In [33]:
import pandas as pd
import torch
from transformers import T5Tokenizer,T5ForConditionalGeneration
from torch.utils.data import DataLoader
from nltk.translate.bleu_score import sentence_bleu
import nltk
from torch.optim import AdamW
from transformers import get_scheduler

In [34]:
df=pd.read_csv(r"D:\translation\en-fr.csv",nrows=1000)

In [35]:
df.shape

(1000, 2)

In [36]:
df=df.dropna()

In [37]:
df.head()

Unnamed: 0,en,fr
0,Changing Lives | Changing Society | How It Wor...,Il a transformé notre vie | Il a transformé la...
1,Site map,Plan du site
2,Feedback,Rétroaction
3,Credits,Crédits
4,Français,English


In [99]:
df.iloc[20::]

Unnamed: 0,en,fr
20,Where did we come from?,D'où venons-nous?
21,Are we alone?,Sommes-nous seuls?
22,The lure of these universal enigmas was the sp...,L'attrait exercé par ces énigmes universelles ...
23,Astronomy also plays a much more practical rol...,L'astronomie possède également une dimension b...
24,"Since the time of our earliest ancestors, huma...","Depuis toujours, nous observons les mouvements..."
...,...,...
995,A nova is a star that absorbs matter from a ne...,La matière absorbée finit par réchauffer l'éto...
996,It is a rare and spectacular event.,Il s'agit d'un phénomène rare et plutôt specta...
997,"In 1977, he became the French editor of the Na...","En 1977, il devient l'éditeur francophone du N..."
998,"In 1978, Lemay began the daunting task of asse...","En 1978, il entreprend la tâche colossale de r..."


In [39]:
english_sentences=df['en'].to_list()
french_sentence=df['fr'].to_list()

In [40]:
model_name="t5-base"
model=T5ForConditionalGeneration.from_pretrained(model_name)
tokenizer=T5Tokenizer.from_pretrained(model_name,model_max_length=128)
device=torch.device('cuda' if torch.cuda.is_available() else 'cpu')
try:
    model.to(device)
except RuntimeError:
    print("Not enough GPU memory! Staying on CPU.")
    device = torch.device('cpu')

In [41]:
input_encodings=tokenizer(english_sentences,padding=True,truncation=True,return_tensors="pt",max_length=128)
target_encodings=tokenizer(french_sentence,padding=True,truncation=True,return_tensors="pt",max_length=128)

In [42]:
class Transalationdataset(torch.utils.data.Dataset):
    def __init__(self,input_encodings,target_encodings):
        self.input_encodings=input_encodings
        self.target_encodings=target_encodings
    def __getitem__(self, idx):
        input_ids=self.input_encodings["input_ids"][idx]
        target_ids=self.target_encodings["input_ids"][idx]
        return {"input_ids":input_ids,"labels":target_ids}
    def __len__(self):
        return len(self.input_encodings["input_ids"])

In [43]:
dataset=Transalationdataset(input_encodings,target_encodings)
train_loader=DataLoader(dataset,batch_size=4,shuffle=True)
optimizer = AdamW(model.parameters(), lr=1e-4)
num_training_steps = len(train_loader) * 3  # 4 epochs
scheduler = get_scheduler("cosine", optimizer, num_warmup_steps=100, num_training_steps=num_training_steps)

In [None]:
model.train()
for epoch in range(5):
    total_loss = 0
    for batch in train_loader:
        input_ids = batch["input_ids"].to(device)
        labels = batch["labels"].to(device)

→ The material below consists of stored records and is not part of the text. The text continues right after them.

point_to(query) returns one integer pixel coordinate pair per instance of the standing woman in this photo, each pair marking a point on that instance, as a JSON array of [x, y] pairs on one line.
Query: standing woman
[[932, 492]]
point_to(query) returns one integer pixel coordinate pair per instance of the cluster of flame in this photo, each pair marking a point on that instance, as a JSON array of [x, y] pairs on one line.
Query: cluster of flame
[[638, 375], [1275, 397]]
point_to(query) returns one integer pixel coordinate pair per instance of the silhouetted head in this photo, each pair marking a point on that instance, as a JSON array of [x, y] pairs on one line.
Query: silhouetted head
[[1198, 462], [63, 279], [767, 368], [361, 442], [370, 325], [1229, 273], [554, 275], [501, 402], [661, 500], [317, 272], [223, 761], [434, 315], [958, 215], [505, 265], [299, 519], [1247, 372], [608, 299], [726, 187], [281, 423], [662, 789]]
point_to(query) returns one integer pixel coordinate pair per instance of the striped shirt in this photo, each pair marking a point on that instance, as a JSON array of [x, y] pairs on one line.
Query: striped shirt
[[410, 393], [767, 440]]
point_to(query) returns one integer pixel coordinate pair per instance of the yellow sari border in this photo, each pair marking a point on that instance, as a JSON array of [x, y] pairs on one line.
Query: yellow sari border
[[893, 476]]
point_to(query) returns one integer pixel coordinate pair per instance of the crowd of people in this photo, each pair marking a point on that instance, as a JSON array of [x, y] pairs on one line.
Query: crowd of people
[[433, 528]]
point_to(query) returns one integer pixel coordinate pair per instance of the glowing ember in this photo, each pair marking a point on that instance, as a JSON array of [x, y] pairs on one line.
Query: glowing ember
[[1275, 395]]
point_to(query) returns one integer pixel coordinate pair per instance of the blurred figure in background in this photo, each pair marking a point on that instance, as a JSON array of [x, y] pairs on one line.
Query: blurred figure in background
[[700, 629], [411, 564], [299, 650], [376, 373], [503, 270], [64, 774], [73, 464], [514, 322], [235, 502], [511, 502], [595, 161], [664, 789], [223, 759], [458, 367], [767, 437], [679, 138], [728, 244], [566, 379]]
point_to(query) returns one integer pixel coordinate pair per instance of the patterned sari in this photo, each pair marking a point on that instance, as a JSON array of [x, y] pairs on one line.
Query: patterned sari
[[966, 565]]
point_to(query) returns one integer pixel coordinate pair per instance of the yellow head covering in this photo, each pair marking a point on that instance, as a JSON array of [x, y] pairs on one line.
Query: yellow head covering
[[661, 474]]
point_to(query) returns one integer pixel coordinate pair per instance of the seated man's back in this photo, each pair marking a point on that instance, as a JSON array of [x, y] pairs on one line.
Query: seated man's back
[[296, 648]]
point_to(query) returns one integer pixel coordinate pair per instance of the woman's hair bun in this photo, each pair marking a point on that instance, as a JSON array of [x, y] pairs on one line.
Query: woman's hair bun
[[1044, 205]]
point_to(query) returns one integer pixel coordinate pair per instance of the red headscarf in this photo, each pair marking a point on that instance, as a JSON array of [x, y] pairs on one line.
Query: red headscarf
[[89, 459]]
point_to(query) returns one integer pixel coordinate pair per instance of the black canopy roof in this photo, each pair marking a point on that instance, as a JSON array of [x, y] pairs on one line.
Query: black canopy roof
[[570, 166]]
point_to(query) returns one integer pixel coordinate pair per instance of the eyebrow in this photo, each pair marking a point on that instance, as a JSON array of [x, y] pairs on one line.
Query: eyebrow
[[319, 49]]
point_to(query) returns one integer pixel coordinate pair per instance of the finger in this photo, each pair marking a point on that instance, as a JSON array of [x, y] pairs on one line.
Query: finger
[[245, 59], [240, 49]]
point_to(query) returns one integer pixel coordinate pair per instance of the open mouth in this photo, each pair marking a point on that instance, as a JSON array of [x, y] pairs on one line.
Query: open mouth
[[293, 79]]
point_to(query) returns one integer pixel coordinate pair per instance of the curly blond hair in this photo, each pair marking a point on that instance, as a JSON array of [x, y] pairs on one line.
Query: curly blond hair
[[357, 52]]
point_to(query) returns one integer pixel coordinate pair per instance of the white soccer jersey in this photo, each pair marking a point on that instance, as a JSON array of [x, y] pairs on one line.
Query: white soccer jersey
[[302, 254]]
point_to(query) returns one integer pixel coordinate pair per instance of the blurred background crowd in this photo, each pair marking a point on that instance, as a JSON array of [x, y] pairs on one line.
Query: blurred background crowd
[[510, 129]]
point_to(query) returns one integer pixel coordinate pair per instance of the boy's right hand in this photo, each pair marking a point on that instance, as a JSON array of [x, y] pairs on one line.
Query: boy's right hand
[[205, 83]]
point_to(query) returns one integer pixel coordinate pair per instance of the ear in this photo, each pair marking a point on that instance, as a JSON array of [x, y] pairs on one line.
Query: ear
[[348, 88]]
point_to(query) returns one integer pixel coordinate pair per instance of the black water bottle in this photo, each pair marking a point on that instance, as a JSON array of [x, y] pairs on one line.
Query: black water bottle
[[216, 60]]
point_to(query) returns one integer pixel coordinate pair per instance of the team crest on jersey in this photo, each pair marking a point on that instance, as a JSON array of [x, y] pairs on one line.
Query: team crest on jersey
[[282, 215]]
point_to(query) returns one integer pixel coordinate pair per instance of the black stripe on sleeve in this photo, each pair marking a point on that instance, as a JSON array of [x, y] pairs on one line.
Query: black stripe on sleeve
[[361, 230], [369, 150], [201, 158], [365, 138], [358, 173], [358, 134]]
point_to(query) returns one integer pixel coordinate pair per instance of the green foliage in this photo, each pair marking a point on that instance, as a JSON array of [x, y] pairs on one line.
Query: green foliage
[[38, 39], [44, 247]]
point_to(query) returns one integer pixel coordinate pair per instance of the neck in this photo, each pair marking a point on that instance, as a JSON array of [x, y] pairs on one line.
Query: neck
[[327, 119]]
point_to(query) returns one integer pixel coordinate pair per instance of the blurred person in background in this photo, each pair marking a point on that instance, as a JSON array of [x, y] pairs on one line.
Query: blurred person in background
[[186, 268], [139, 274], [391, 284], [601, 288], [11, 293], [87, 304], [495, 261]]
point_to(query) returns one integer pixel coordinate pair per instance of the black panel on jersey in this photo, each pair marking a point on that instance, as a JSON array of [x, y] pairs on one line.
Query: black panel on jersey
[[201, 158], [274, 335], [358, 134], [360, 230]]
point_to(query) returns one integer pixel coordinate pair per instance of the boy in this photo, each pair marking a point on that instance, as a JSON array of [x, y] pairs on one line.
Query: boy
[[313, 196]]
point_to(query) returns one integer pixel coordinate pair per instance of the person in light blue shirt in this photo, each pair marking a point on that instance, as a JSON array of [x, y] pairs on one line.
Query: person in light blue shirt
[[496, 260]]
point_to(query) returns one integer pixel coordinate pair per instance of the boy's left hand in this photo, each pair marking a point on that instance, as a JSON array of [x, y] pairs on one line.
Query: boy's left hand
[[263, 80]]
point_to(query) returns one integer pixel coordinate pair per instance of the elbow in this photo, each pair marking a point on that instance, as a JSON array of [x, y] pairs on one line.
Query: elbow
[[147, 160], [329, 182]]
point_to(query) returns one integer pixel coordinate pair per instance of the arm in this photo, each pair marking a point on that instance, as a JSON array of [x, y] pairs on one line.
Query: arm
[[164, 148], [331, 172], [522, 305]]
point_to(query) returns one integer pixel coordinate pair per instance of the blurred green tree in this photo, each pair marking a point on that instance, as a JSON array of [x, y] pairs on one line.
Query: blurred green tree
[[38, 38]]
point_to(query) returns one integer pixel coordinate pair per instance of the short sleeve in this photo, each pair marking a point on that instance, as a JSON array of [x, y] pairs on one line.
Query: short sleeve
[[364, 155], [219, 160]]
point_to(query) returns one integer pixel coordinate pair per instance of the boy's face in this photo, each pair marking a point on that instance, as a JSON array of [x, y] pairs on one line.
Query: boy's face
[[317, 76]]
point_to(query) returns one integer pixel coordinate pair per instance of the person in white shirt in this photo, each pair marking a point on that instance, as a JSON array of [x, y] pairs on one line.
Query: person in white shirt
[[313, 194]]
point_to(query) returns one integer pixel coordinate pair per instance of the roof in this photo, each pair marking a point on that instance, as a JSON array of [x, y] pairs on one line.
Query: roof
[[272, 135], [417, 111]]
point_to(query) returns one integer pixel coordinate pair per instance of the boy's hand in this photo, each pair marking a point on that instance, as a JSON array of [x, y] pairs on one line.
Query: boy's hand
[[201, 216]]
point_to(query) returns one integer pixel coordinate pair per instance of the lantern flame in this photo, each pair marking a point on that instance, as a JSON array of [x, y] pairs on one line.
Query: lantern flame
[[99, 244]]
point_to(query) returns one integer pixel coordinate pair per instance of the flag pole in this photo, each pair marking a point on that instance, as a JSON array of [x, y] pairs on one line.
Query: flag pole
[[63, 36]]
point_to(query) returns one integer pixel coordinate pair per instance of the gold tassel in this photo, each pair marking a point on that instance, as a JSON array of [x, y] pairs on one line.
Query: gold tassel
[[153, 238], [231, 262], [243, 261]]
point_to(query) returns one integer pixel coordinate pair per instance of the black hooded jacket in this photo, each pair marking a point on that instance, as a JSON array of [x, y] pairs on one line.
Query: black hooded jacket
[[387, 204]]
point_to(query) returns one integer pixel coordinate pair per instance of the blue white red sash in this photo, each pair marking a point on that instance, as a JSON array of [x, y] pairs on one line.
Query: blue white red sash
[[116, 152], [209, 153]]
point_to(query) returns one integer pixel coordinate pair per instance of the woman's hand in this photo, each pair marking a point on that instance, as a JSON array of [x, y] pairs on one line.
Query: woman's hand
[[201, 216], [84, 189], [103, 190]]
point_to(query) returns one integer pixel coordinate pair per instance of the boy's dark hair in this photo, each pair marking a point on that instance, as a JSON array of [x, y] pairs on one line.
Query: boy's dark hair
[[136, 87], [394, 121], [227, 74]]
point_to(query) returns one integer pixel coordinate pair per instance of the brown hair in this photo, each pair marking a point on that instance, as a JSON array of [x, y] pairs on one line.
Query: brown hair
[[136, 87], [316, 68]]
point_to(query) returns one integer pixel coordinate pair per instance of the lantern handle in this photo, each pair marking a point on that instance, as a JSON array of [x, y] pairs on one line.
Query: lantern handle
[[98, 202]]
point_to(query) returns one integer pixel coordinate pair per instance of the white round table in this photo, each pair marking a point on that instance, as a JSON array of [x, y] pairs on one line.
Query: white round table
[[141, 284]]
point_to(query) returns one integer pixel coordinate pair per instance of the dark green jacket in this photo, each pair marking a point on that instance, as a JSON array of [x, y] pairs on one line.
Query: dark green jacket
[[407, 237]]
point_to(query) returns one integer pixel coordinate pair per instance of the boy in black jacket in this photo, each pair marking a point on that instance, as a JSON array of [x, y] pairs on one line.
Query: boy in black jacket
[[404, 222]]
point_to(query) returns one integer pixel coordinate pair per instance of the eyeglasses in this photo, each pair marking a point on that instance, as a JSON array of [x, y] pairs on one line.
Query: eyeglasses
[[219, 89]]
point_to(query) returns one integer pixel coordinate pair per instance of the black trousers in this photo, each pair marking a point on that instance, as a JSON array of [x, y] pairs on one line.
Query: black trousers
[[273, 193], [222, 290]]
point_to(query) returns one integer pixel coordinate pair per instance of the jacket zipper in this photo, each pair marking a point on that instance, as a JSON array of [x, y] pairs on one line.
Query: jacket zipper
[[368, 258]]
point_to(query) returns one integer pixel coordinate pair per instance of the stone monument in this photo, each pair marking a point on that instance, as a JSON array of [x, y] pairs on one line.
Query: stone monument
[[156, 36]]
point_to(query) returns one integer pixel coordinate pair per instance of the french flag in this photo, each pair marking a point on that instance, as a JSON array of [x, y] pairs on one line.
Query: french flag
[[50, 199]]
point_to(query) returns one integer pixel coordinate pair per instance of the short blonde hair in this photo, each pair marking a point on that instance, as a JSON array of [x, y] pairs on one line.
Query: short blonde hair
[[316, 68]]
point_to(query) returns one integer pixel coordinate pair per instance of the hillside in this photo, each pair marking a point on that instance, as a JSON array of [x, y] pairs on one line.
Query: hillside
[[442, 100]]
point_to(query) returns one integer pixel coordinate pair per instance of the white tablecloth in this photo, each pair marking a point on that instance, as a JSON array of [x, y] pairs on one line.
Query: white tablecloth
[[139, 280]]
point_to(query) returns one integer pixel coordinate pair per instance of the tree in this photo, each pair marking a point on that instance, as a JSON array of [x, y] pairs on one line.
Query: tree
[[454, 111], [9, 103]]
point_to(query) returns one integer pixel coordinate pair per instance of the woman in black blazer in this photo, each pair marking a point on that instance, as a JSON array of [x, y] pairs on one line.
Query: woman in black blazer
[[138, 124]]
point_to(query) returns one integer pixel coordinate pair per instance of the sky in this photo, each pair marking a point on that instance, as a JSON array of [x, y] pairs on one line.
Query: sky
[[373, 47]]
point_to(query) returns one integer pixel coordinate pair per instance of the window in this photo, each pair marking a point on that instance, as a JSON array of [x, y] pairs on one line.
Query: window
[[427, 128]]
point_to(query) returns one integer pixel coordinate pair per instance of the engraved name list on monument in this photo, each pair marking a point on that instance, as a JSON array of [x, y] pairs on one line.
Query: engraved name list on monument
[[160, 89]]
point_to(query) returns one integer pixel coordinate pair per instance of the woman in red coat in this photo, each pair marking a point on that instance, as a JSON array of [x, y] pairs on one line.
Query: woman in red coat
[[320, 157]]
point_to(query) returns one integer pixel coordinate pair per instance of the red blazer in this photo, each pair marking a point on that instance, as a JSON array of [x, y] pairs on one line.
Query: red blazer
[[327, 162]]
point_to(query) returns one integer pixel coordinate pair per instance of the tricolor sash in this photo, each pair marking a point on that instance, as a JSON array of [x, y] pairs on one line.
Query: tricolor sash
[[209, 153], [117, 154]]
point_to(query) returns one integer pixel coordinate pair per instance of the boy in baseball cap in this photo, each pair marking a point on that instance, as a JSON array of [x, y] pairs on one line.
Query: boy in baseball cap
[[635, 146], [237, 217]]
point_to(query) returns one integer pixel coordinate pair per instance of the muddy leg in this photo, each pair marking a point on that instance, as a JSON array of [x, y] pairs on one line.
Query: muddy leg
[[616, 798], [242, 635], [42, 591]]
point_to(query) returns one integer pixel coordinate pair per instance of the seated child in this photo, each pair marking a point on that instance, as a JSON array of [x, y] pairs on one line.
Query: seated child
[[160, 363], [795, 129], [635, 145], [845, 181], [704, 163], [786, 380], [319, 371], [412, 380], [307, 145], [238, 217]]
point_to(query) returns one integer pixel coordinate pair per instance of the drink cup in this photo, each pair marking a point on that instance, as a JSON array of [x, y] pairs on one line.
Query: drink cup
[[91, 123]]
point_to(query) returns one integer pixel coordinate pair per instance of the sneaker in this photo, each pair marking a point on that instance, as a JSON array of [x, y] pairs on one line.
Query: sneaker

        optimizer.zero_grad()
        outputs = model(input_ids=input_ids, labels=labels)
        loss = outputs.loss
        loss.backward()
        optimizer.step()
        scheduler.step()

        total_loss += loss.item()

    print(f"Epoch [{epoch + 1}/3], Loss: {total_loss / len(train_loader)}")

# Save fine-tuned model
model.save_pretrained("fine_tuned_t5_model")

Epoch [1/3], Loss: 1.1454964004158974
Epoch [2/3], Loss: 0.3208753889799118
Epoch [3/3], Loss: 0.27298929768800734


In [95]:
tokenizer.save_pretrained("t5_model")

('t5_model\\tokenizer_config.json',
 't5_model\\special_tokens_map.json',
 't5_model\\spiece.model',
 't5_model\\added_tokens.json')

In [89]:
import random
import numpy as np

In [91]:
torch.manual_seed(0)
random.seed(0)
np.random.seed(0)
torch.use_deterministic_algorithms(False)
def translate(sentence):
    sentence = "translate English to French: " + sentence
    
    encoded = tokenizer(sentence, return_tensors="pt").to(device)

    with torch.no_grad():
        output = model.generate(
            encoded.input_ids,
            max_length=128,
            num_beams=4,
            do_sample=False,
            early_stopping=True,
            temperature=1.0
        )

    return tokenizer.decode(output[0], skip_special_tokens=True)


In [96]:
print(translate("Français"))
print(translate("Good morning, how are you?"))


English
Bonjour, et à quel point êtes-vous bien?